I don’t think that changes the essential point of the argument, that the lack of ascenders and descenders adds to the difficulty of reading the DA. As Ken Beesley pointed out, one of the things we use to recognize the shape of the individual letters is, in fact, whether or not they have ascenders or descenders, and that lack does hinder our processing.
It, does, however explain very nicely some other things. For example, I have a much harder time reading Shavian than the Deseret Alphabet, despite the fact that the formal is systematic, very elegant, and has ascenders and descenders all over the place. The fact is, however, that many of the letters in the Deseret Alphabet either are the same as letters in the Latin alphabet or very like various Latin letters. That is, the shapes of the letters of the Deseret Alphabet are already half-familiar if not completely familiar, so the process of recognizing them as individuals can take advantage of skills we already have. In the case of Shavian, however, not only are the letters almost entirely different from their Latin “counterparts,” but they are designed along entirely different lines, so the process of distinguishing them involves different, well, algorithms, if you will. Instead of being able to leverage the techniques we've already learned to distinguish letters, we have to learn new ones.
The other thing that it explains is how people read various scripts which inherently lack ascenders and descenders. Modern Hebrew is pretty much in this boat, although some letters do have descenders when written in final positions, but the examples I have in mind are naturally East Asian ones. Every character in Chinese, Japanese, Korean, or Yi (among others) is written in a square, and most characters pretty much extend to all four sides of the square. So how do East Asians read?
Well, it would be pretty much the same thing, although applied to parts of individual sinograms rather than individual letters. The issue in this case becomes one of what one learns to look for in order to distinguish the symbols, not the essential process of reading. As is the case with an alphabet, the phonetic content of the characters (vague though it generally is) is an aid to learning, and not an aid to reading. (Unfortunately for me, there are several sets of characters involving the same phonetic element which still confuse me because they just look too similar to one another in my eyes.)
When learning to read a language written with a modern Latin script, we learn that we have to distinguish letters as wholes and that one of the things that's useful in doing that is their presence (or lack) of ascenders and descenders. When learning to read sinograms, you learn to look at parts of individual characters and how to tell, for example, the water moon radical from the almost identical meat radical. (Answer: the meat radical tends to be slightly wider.) Presumably, when learning to read the Deseret Alphabet, particularly as a child, one would learn to look for the little curlicue inside some of the letters, the very curlicues which trip up us Latin-readers because they distinguish letters without changing their shape, and it’s largely shape changes we’re looking for.

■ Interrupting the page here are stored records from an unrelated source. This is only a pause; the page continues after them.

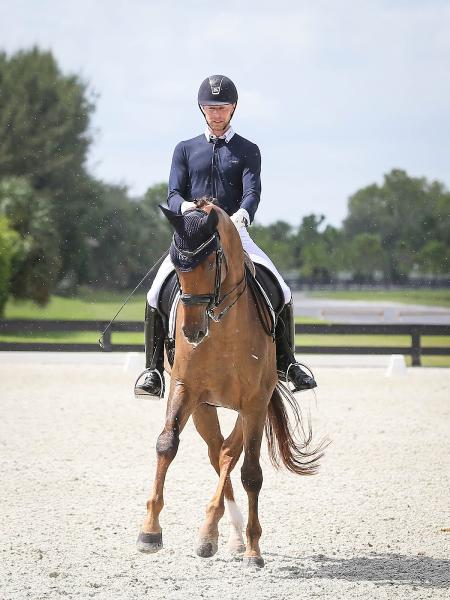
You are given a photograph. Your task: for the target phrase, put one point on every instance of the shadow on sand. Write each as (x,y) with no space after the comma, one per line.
(387,569)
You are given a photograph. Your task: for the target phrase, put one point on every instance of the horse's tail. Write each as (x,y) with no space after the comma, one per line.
(295,454)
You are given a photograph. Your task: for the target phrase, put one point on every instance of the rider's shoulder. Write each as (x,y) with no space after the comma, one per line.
(245,143)
(191,142)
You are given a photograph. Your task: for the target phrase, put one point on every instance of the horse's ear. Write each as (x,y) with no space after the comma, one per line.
(173,218)
(212,221)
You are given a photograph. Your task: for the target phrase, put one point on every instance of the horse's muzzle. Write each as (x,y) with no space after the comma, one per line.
(196,335)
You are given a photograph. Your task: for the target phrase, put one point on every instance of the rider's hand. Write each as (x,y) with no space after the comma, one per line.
(187,206)
(241,218)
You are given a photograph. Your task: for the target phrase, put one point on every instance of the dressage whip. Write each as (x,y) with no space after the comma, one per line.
(148,274)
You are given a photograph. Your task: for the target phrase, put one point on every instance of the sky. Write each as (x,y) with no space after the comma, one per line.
(334,92)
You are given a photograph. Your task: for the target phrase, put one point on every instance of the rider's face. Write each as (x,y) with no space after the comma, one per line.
(218,117)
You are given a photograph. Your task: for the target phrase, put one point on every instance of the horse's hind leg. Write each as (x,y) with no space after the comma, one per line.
(252,478)
(178,413)
(223,456)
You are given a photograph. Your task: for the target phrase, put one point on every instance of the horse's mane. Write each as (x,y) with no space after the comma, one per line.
(204,201)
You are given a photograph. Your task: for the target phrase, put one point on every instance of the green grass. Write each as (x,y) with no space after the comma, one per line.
(428,297)
(98,305)
(89,305)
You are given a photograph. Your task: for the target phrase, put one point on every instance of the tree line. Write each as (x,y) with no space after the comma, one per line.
(61,228)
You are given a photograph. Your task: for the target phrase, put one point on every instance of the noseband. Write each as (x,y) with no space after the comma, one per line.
(213,300)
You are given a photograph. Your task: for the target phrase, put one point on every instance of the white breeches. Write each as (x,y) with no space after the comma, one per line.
(255,253)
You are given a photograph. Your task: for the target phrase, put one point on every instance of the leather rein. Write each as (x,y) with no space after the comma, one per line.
(214,300)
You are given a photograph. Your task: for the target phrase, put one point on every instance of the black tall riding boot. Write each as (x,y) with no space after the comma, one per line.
(154,356)
(286,364)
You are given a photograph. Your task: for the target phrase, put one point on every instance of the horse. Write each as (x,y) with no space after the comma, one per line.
(224,357)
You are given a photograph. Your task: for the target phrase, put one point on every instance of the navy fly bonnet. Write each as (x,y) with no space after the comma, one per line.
(194,238)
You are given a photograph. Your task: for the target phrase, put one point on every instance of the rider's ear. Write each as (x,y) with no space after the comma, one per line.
(173,218)
(212,221)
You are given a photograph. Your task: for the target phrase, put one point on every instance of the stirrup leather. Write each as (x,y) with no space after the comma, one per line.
(161,378)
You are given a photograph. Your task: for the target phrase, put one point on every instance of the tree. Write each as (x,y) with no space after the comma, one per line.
(9,248)
(44,128)
(37,261)
(406,213)
(434,258)
(277,241)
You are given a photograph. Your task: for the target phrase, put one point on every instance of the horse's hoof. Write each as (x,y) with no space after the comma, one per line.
(206,549)
(149,542)
(253,561)
(236,547)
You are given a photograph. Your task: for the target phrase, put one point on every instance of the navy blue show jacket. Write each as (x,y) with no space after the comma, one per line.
(229,171)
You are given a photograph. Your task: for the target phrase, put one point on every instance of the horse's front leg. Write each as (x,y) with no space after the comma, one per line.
(207,424)
(178,412)
(209,532)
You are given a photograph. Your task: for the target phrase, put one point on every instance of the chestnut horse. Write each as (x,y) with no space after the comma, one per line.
(224,357)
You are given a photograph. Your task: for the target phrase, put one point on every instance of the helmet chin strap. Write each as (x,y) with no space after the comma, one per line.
(229,120)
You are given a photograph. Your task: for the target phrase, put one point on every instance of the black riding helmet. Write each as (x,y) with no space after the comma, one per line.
(217,90)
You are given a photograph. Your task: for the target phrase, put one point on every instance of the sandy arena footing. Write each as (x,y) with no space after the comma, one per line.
(78,457)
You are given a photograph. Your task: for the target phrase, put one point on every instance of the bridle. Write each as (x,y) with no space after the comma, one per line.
(214,300)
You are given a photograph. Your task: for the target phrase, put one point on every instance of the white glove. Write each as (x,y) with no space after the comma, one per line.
(187,206)
(241,218)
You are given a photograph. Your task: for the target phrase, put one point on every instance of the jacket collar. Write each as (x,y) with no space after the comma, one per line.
(226,136)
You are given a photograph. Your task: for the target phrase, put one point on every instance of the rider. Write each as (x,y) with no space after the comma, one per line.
(220,164)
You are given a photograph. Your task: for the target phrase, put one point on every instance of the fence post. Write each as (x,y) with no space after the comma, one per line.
(107,341)
(416,350)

Interestingly enough, this helps justify the non-phonetic aspects of various scripts. In the case of Chinese, the fact that there are multiple phonetics for the same sound makes it easier to distinguish homophones. All the various forms of Chinese have lots of homophones. One reason why the language developed tones was, apparently, to help distinguish homophones, and one reason why the Chinese haven’t abandoned their writing system is that there are a lot of words that really do sound exactly alike and can’t necessarily be distinguished simply by their pronunciation. For extended texts, context is usually enough to tell them apart, of course, otherwise speech would be pretty much impossible—but this is not necessarily true for shorter texts.
For the record, I’ve also seen people who justify some of the weirder aspects of English spelling because it means we can distinguish homophones like "two," "too," and "to," as if context weren’t enough to do that.
I’m not convinced that this is a significant advantage, but it would be unfair to deny that it does exist.
Meanwhile, I get to kick myself not only for being condescending to Joshua, but for actually praising his fonts in the third person without even noticing that I was talking to the man himself.
Subscribe to:
Post Comments (Atom)
I've always found reading Cyrillic to be like reading Latin in small caps. It's a little tiresome. Interestingly, Cyrillic handwriting, and some font preferences in the Balkans, do make a bit more use ascenders and descenders than does standard Cyrillic.